"[Michael Kupperman] may have one of the best comedy brains on the planet right now." - Conan O'Brien
The hilarious Michael Kupperman's comic Tales Designed To Thrizzle quietly turned seven last month, an event marked bittersweetly by the release of the series' eighth and final issue. If you haven't heard of Kupperman, don't feel bad: he's one of comedy's best kept secrets. If this was a just world he'd be one of its biggest stars.
It's tough to write about comedy without making it seem, well, boring. To shamelessly paraphrase an old axiom, dissecting humor is a lot like dissecting a frog - all you end up doing is killing the thing. And while there's undoubtedly some truth to this, it'd seem a bit like cheating to boil down what makes Tales work to just "Michael Kupperman is really funny," or even "Seriously dudes, he's like capital-F funny."
Both statements are true, but there's more to it than that. When firing on all cylinders, which it often does, Kupperman's work possesses a ramshackle insanity unlike anything else out there. After all, some of his best comics have centered around such subjects as a snake and a piece of bacon who've achieved celebrity, a robot that can tell if somebody is secretly a hobo, and how the physical resemblance between Mark Twain and Albert Einstein led to the two becoming best friends and partners in adventure. A deep obsession with Twain runs through much of his work, most overtly in his book Mark Twain's Autobiography: 1910-2010 which is probably the funniest thing he's ever written.
While Tales Designed To Thrizzle #8 is very good, its quality is marred by a few uncharacteristically weak strips. As is his signature, Kupperman eschews grounding his humor in favor of piling absurdity on top of absurdity, and while this works like a charm most of the time when it doesn't the comedy feels oddly detached from, well, anything (we're looking at you, strip about a Frenchman whose scything technique changed the face of warfare). Of course, that last qualifier could just as easily be applied to his best strips. It certainly does to this issue's highlight, a lengthy piece titled "Moon 69: The True Story Of The 1969 Moon Launch" composed almost entirely of tangents.

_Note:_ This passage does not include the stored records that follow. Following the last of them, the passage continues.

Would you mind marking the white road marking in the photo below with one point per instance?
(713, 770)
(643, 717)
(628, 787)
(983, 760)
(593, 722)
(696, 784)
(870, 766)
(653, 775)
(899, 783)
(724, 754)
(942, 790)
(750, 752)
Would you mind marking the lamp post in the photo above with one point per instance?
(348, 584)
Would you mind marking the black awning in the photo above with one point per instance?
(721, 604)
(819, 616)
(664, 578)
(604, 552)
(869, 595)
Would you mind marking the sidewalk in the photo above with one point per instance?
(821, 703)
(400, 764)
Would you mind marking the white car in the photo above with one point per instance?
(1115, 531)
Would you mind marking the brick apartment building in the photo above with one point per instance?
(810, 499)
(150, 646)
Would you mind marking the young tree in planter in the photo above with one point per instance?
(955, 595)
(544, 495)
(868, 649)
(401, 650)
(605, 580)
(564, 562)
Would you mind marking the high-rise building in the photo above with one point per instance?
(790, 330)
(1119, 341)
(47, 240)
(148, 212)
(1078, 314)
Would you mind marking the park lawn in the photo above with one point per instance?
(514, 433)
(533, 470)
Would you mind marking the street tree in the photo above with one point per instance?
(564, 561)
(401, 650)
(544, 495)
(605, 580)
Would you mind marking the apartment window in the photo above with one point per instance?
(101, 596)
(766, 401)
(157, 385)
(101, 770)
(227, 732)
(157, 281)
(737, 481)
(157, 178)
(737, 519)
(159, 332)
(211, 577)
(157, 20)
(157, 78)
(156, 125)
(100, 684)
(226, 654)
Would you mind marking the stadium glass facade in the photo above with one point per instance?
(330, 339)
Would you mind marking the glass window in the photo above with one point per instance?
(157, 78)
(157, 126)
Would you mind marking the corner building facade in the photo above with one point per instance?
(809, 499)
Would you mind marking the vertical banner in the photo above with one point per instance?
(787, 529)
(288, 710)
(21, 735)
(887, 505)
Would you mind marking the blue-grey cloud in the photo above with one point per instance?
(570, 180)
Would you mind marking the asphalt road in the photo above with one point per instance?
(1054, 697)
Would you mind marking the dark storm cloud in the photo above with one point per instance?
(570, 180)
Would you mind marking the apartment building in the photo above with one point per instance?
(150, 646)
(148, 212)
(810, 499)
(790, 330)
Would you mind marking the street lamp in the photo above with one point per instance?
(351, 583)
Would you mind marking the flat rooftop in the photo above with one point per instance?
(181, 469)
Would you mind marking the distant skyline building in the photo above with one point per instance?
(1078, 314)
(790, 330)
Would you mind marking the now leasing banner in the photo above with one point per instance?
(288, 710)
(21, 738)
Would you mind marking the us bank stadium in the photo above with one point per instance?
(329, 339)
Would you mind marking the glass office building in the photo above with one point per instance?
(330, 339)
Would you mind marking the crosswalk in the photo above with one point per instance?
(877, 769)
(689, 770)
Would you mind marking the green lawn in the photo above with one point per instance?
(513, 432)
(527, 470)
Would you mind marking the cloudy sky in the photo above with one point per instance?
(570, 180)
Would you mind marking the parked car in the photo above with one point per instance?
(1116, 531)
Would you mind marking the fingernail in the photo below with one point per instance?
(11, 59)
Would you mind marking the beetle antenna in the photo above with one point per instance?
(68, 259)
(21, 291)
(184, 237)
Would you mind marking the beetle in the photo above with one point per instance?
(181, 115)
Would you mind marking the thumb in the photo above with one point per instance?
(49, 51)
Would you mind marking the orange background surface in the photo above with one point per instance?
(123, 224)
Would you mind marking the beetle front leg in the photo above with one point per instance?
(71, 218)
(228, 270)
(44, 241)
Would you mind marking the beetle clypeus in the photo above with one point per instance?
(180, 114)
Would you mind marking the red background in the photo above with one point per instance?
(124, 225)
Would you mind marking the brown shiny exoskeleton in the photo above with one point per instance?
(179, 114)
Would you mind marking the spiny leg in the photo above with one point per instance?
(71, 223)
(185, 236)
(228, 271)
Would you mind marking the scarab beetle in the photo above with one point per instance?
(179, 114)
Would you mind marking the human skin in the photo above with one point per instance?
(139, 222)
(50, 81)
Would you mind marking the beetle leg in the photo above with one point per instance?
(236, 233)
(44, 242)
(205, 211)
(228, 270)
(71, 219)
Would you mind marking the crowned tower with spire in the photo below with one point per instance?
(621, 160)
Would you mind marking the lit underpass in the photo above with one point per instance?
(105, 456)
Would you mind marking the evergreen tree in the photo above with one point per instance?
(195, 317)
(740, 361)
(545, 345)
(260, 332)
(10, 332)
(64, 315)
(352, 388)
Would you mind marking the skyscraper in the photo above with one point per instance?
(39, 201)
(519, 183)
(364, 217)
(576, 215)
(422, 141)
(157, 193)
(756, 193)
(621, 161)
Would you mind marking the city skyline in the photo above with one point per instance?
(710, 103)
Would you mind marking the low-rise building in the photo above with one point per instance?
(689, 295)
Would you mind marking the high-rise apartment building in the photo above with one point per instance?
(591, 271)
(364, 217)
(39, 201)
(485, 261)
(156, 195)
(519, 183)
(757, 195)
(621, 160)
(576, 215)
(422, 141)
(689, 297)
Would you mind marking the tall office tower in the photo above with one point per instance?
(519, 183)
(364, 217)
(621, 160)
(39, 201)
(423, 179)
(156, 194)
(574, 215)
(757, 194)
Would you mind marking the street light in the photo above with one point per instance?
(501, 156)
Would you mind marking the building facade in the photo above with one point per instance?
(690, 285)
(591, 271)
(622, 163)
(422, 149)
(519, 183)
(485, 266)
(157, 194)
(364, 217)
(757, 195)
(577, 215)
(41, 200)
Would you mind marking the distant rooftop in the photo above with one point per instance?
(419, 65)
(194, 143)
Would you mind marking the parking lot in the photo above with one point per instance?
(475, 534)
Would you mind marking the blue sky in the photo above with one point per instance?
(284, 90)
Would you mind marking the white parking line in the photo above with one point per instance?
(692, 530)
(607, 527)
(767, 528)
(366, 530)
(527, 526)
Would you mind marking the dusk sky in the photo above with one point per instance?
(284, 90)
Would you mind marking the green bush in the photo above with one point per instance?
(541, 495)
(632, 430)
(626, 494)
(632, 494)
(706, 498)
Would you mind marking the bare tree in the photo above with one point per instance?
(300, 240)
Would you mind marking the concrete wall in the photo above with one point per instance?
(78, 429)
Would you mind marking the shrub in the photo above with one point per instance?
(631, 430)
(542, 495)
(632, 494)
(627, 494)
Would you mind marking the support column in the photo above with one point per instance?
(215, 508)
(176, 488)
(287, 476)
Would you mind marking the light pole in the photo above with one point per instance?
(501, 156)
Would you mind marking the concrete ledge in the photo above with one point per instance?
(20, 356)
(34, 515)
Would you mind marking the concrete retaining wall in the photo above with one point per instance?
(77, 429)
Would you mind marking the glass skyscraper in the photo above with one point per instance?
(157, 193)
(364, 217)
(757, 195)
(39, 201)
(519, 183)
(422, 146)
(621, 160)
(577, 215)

This is a series where the appearance of an astronaut detective who's also a werewolf doesn't elicit from the reader a "what!?" so much as an "of course!" And a huge laugh.
Tales Designed To Thrizzle will be missed, but it's exciting to ponder what Michael Kupperman will do next. Whatever it is, you can bet we here at The MindHut will be first in line to see it. How could we not be? The guy is like capital-F funny.